Other vital parameters in the questionnaire include patients' skin type (light, medium or dark), any history of previous sun exposure/burn as well as a fairly accurate assessment of freckling and the number and size of moles (≤5 mm diameter, and ≥5 mm diameter) seen on the back and shoulders of the patients. Ten questions make up the online risk tool, which is the brainchild of Thomas R. Fears, Ph.D., an epidemiologist at the National Cancer Institute, Bethesda, Md. Dr. Pittelkow says that the melanoma risk assessment tool is based on a statistical model and consists of a patient's self-reported history and a brief physical exam by a physician.

He tells Dermatology Times that two large databases from a case control study involving 1,663 non-Hispanic white patients from the University of California, San Francisco, and the University of Pennsylvania were used in developing the model. Dr. Pittelkow also notes that the risk assessment tool is intended only for non-Hispanic whites, as the data for other races and ethnicities are too limited to accurately estimate risk.

Divide and conquer

"Some of the major benefits seen in using this risk assessment tool are to help clinicians better stratify patient risk, to identify higher-risk melanoma populations and then appropriately plan further screening interventions with those patients that require more attention," Dr. Pittelkow explains.

It is estimated that 62,190 new cases of cutaneous melanoma were diagnosed in the United States in 2006. In very high-risk individuals, screening and interventions have resulted in earlier stage diagnoses.

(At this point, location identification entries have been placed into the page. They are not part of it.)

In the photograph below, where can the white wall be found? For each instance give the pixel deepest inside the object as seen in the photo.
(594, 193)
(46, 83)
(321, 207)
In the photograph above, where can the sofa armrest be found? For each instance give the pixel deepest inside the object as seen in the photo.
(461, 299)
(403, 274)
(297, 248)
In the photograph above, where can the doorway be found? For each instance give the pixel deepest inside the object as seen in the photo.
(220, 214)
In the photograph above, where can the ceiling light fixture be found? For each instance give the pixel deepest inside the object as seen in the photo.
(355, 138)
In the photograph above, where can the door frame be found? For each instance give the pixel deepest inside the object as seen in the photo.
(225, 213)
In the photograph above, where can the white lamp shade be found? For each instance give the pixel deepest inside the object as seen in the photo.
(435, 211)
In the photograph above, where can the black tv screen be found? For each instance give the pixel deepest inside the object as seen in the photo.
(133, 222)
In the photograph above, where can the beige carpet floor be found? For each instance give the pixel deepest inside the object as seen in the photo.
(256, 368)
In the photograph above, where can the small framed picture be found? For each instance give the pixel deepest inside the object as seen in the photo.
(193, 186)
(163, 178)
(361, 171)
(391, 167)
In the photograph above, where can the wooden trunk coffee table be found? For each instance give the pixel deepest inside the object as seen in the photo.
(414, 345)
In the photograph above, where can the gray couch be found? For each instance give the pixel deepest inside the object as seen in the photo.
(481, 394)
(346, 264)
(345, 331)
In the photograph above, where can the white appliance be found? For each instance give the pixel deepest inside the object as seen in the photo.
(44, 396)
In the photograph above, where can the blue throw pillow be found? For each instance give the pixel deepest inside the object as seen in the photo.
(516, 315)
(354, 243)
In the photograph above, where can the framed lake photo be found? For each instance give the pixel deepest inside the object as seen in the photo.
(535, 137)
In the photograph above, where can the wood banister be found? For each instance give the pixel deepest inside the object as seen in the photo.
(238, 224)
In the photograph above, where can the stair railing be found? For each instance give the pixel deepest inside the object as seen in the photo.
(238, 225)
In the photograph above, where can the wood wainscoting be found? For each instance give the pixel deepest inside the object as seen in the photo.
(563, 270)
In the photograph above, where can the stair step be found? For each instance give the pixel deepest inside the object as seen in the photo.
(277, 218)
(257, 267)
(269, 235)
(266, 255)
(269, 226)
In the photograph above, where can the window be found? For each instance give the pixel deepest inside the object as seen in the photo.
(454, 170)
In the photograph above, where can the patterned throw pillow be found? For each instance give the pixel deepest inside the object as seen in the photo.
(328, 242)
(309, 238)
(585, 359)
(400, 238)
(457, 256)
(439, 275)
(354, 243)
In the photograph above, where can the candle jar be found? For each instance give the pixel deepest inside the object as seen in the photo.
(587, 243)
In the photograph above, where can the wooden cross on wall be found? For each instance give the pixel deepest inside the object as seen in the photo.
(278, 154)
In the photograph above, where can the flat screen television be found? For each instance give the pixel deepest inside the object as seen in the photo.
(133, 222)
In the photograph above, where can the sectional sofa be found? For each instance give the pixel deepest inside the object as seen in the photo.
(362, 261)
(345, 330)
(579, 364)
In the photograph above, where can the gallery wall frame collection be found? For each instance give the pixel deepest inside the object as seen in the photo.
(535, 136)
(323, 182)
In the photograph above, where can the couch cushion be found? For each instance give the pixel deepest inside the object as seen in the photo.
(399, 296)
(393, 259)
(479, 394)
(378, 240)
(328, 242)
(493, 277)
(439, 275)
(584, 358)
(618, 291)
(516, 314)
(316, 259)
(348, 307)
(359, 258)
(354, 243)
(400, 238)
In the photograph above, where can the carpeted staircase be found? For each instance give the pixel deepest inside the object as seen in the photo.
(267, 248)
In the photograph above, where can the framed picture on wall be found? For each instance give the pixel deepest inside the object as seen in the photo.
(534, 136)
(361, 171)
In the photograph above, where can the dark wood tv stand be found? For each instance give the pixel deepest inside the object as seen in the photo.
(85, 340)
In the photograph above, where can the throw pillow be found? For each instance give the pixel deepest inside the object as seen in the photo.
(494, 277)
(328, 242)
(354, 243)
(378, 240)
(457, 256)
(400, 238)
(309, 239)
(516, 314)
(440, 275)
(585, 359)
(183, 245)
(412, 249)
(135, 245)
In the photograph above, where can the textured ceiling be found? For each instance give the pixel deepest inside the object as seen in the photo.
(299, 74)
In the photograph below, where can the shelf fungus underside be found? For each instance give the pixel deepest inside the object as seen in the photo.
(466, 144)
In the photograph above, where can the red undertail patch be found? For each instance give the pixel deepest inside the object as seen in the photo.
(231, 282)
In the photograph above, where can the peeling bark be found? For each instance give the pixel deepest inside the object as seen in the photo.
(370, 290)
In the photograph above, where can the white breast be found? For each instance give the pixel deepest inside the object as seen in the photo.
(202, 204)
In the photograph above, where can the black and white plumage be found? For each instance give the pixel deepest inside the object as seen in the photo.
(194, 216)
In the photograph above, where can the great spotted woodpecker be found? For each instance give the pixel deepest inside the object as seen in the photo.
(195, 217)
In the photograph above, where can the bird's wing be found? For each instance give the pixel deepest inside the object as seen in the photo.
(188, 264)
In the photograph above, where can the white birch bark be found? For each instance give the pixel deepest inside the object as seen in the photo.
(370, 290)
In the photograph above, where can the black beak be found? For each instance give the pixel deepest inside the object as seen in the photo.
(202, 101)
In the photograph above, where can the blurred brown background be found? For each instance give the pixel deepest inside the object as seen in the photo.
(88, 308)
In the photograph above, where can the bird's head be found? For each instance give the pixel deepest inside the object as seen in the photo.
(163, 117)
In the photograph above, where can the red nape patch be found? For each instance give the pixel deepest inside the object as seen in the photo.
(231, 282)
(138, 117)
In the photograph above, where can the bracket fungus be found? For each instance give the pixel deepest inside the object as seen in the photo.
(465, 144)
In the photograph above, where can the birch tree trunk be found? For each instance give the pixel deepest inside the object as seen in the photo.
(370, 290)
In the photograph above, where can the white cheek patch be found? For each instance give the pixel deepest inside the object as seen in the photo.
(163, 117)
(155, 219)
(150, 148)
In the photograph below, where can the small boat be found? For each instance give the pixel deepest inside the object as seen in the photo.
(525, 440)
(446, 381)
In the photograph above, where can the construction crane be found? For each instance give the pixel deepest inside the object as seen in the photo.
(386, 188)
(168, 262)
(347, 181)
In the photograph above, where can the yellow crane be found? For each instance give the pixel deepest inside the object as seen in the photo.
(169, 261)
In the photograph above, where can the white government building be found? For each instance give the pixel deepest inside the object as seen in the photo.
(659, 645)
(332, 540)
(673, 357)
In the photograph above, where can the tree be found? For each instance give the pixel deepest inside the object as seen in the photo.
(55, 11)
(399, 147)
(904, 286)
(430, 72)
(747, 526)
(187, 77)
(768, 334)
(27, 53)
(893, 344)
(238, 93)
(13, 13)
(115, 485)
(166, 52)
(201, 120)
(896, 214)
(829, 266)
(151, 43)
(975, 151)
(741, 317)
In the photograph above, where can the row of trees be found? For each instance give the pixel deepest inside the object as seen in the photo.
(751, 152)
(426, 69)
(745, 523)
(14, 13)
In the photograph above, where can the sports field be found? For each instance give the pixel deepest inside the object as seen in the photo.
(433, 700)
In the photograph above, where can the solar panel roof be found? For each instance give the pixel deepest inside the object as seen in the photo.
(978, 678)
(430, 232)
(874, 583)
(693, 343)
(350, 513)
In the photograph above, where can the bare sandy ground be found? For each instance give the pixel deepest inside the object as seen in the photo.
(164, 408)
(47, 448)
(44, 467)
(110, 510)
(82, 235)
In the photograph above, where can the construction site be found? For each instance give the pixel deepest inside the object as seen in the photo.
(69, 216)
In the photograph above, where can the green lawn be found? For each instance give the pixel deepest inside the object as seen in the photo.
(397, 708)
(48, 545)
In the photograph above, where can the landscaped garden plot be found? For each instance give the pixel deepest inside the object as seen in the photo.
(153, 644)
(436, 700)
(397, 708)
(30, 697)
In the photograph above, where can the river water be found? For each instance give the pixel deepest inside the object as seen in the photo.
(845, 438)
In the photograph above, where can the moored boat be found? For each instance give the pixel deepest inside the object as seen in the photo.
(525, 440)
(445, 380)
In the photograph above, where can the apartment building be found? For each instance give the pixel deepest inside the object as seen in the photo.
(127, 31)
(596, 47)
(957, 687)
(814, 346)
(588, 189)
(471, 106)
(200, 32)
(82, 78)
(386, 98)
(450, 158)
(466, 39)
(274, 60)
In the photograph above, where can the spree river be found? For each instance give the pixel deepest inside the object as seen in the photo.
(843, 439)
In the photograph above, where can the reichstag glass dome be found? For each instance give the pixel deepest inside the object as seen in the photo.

According to Dr. Pittelkow, the patients who are identified as high risk should undergo further scrutinizing including a full skin examination, physician counseling to avoid injurious sun exposures and regular self, as well as professional surveillance.

Dr. Pittelkow stresses that this risk assessment tool does not replace the healthcare professional's physical skin exam, and that all patients who use the questionnaire should visit their doctors and discuss the results. The risk assessment tool should not be used in those patients who have had a diagnosis of melanoma, melanoma in situ or non-melanoma skin cancer, as well as those with a family history of melanoma. These patients should be in regular screening and surveillance programs.